Modelling the mass-metallicity relation of star-forming galaxies from z ~ 3.5 to z ~ 0

TL;DR

This paper presents a numerical chemical evolution model explaining the cosmic evolution of the mass-metallicity relation in star-forming galaxies from redshift 3.5 to 0, incorporating time-dependent outflows or IMF variations.

Contribution

It introduces a model that successfully reproduces the observed two-phase evolution of the MZR and its relation to galaxy star formation, considering variable outflows or IMF slopes.

Findings

The MZR exhibits a transition around z ~ 1.5, with a flattening trend afterward.

Both variable metal outflow and IMF models fit the observed MZR evolution well.

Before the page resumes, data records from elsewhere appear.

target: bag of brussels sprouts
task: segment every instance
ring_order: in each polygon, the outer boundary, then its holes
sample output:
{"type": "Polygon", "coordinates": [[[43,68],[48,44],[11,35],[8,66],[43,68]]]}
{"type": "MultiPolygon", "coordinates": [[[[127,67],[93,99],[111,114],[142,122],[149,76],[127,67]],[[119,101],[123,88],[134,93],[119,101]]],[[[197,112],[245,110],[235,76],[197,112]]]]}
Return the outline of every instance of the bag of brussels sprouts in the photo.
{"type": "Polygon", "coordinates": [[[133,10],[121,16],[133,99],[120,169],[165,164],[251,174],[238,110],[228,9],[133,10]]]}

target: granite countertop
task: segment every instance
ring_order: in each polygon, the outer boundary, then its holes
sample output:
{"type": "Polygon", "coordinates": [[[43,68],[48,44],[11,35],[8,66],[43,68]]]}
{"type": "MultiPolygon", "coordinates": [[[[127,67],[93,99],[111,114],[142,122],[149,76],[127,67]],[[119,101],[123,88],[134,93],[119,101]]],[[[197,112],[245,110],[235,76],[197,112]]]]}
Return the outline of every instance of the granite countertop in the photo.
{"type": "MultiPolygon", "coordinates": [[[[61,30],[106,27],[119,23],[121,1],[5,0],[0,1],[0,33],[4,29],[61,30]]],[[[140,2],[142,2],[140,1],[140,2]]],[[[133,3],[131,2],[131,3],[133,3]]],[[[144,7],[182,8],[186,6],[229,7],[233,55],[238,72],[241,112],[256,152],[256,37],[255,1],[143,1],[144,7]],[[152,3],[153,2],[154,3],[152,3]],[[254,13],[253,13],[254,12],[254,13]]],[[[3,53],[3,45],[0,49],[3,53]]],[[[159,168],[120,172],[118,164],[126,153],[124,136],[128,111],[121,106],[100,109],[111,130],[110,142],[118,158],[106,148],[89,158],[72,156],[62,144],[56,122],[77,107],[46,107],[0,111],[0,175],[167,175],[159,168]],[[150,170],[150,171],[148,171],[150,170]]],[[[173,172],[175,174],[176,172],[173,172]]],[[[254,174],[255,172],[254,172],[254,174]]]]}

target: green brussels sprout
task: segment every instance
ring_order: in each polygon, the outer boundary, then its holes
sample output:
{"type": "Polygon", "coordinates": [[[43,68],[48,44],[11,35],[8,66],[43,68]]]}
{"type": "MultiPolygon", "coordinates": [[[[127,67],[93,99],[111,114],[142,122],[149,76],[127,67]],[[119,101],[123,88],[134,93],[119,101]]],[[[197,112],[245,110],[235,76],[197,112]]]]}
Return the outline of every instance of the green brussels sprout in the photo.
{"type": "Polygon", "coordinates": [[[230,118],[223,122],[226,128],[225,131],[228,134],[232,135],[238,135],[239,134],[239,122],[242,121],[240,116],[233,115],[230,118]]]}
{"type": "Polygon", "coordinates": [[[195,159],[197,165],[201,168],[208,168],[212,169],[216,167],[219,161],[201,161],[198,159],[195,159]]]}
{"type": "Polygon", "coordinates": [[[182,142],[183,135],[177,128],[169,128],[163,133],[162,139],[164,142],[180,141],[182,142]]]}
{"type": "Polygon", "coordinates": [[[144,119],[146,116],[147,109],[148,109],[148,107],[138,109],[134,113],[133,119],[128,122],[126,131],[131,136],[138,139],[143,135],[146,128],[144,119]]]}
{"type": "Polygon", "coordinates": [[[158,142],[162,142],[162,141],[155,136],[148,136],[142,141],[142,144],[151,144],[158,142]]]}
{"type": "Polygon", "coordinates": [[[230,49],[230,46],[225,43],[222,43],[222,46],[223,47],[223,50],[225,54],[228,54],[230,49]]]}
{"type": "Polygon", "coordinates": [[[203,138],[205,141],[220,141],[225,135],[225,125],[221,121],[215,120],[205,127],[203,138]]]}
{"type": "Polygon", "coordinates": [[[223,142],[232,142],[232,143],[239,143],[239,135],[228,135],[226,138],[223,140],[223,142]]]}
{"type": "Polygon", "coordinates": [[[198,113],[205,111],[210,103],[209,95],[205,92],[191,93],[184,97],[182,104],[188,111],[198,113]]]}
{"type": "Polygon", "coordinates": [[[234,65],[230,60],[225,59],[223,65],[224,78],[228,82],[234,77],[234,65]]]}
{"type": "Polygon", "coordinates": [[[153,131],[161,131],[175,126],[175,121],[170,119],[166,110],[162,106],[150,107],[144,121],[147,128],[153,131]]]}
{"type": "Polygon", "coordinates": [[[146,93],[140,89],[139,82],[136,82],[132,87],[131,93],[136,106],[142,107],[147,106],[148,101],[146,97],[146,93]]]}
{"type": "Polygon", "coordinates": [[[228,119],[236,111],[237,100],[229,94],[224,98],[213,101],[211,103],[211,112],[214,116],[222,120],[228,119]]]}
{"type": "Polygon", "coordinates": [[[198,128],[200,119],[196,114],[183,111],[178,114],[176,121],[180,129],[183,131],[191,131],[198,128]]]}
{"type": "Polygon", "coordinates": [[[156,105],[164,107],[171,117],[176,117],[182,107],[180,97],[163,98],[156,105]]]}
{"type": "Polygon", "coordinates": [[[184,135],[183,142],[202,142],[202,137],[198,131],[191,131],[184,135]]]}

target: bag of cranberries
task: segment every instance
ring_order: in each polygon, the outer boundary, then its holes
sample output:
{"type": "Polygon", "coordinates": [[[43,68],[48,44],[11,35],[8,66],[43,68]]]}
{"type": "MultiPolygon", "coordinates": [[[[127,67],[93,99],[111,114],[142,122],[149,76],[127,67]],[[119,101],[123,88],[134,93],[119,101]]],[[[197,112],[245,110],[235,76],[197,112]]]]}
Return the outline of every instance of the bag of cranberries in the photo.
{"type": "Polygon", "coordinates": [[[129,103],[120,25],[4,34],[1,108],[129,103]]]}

The model aligns with the evolution of the galaxy main sequence.

Abstract

We study the origin and cosmic evolution of the mass-metallicity relation (MZR) in star-forming galaxies based on a full, numerical chemical evolution model. The model was designed to match the local MZRs for both gas and stars simultaneously. This is achieved by invoking a time-dependent metal enrichment process which assumes either a time-dependent metal outflow with larger metal loading factors in galactic winds at early times, or a time-dependent Initial Mass Function (IMF) with steeper slopes at early times. We compare the predictions from this model with data sets covering redshifts 0<z<3.5. The data suggests a two-phase evolution with a transition point around z ~ 1.5. Before that epoch the MZRgas has been evolving parallel with no evolution in the slope. After z ~ 1.5 the MZRgas started flattening until today. We show that the predictions of both the variable metal outflow and the variable IMF model match these observations very well. Our model also reproduces the evolution of the main sequence, hence the correlation between galaxy mass and star formation rate. We also compare the predicted redshift evolution of the MZRstar with data from the literature. As the latter mostly contains data of massive, quenched early-type galaxies, stellar metallicities at high redshifts tend to be higher in the data than predicted by our model. Data of stellar metallicities of lower-mass (< 10^11 solar mass), star-forming galaxies at high redshift is required to test our model.